Después de este periodo de innovación y confusión educativa tan intenso, se anunció el inicio de clases para el 24 de agosto; mientras los semáforos epidemiológicos no estén en verde, las clases no serán presenciales. El pasado 3 de agosto, el presidente López Obrador firmó un convenio con las televisoras privadas para la retransmisión de los contenidos escolares  para todos los niveles, 24 horas al día, 7 días a la semana, con programas elaborados por la SEP. Pero el acuerdo no se acompañó de las responsabilidades y funciones, contenidos y actores previstos para operarlo, o de la programación pensada para el regreso. En particular, brilla por su ausencia la participación y responsabilidad de los maestros y la interacción que deben propiciar con sus alumnos. Ni en las mejores épocas neoliberales —dirían los acérrimos críticos— podríamos haber pensado que llegaría el momento en que el sistema educativo se pusiera en manos de las televisoras privadas. Abundan las razones por las que la televisión no puede cumplir las funciones y fines educativos plasmados en las leyes y en los más nobles programas sectoriales de educación.

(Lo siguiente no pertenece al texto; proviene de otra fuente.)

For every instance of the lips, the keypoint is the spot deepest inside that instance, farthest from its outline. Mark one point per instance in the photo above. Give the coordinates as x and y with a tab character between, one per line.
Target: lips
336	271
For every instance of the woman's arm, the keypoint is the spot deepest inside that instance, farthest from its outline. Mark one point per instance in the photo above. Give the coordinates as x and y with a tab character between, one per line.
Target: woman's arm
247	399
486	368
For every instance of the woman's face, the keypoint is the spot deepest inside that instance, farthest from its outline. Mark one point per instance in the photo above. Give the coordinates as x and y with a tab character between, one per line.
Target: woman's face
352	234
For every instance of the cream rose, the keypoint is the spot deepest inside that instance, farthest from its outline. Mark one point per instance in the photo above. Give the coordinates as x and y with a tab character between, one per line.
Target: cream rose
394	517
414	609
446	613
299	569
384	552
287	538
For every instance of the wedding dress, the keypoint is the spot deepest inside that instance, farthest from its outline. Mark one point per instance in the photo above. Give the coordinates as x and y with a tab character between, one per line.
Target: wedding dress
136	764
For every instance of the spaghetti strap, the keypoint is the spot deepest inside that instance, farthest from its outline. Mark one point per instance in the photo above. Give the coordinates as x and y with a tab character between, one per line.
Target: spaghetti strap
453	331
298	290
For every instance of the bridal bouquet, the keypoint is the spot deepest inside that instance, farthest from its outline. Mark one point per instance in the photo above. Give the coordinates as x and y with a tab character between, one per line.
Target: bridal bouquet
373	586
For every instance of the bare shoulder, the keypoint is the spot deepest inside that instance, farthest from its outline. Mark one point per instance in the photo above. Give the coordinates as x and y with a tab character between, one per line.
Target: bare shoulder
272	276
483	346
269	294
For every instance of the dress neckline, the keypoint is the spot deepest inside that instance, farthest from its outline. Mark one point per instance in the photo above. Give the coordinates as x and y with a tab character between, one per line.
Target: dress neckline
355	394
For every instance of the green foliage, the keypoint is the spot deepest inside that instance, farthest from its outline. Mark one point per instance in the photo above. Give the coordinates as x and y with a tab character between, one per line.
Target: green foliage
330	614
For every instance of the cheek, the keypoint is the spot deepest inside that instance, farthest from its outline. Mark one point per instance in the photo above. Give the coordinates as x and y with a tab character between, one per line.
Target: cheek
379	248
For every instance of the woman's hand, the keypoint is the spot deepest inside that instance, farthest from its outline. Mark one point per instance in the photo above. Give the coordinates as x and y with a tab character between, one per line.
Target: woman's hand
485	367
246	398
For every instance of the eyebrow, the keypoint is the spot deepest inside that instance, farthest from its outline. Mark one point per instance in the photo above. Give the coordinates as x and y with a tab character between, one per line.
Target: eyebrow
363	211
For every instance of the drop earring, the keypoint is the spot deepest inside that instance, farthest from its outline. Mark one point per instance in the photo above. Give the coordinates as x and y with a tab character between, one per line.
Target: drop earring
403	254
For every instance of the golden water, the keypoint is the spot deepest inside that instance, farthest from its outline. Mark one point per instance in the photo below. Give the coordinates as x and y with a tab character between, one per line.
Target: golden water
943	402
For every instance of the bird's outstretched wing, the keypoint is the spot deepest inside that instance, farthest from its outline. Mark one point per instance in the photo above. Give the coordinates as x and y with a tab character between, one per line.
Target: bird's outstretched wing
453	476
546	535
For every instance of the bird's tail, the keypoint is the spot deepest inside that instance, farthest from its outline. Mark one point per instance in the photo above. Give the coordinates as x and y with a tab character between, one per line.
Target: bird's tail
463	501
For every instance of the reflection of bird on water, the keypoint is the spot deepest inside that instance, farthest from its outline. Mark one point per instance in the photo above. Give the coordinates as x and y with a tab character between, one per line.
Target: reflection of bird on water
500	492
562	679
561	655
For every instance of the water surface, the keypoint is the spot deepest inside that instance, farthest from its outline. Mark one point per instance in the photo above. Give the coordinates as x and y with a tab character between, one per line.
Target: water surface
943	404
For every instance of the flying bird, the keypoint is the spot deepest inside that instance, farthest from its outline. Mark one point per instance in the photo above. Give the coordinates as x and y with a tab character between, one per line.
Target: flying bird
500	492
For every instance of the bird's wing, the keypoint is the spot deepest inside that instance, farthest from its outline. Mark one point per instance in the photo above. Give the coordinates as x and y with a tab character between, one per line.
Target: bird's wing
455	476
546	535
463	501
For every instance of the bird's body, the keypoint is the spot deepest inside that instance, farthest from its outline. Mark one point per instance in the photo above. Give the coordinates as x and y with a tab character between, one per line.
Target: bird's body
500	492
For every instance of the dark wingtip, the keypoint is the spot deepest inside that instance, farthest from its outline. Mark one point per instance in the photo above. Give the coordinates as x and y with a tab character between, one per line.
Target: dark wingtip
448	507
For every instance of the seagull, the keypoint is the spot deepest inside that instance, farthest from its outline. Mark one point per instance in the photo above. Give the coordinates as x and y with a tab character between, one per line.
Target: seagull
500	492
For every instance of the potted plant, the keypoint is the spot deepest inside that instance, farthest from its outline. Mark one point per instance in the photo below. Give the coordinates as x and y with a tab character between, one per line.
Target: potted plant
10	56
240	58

Desde luego la responsabilidad de la SEP por la salud de los millones de niñas, niños, adolescentes y jóvenes del país es abrumadora, y entre la educación y la salud de los estudiantes y los maestros, y de sus familias, el uso de la televisión privada parece ser casi la única solución posible. Es cierto, también, que la  SEP no impide el uso de  otros dispositivos para quien pueda acceder a ellos, pero no hay apoyos para impulsarlo. Nos parece que, en estas circunstancias, es cada uno de esos cientos de miles de maestros,  los que tienen contacto directo con un número manejable de alumnos y los que conocen las especificidades dentro de esa enorme diversidad que es el mundo escolar.

Es el momento de la colaboración, de la imaginación, y de la generosidad —no del control. Es el momento para revisar las rígidas formas tradicionales de los contenidos nacionales, en particular su inflexible secuenciación. Al mismo tiempo que se exige la recuperación de las experiencias de todo tipo, de los aprendizajes logrados, que seguramente serán diferentes e incluso superiores a los transmitidos por TV. Deberíamos, también, tener nuevas formas y referentes para la “evaluación diagnóstica” de lo aprendido y su certificación.

No podemos diagnosticar los efectos de este drama simplemente midiendo un aprendizaje estandarizado contra planes y programas que ya quedaron rebasados. Es el momento de aprovechar la autonomía profesional de cada maestro y de pensar en los verdaderos apoyos de autoridades burocráticas y sindicales a su trabajo colegiado. Así, una vez que concluya esta “minúscula amenaza gigantesca”, como la describe una querida colega,  regresaremos a una escuela verdaderamente renovada.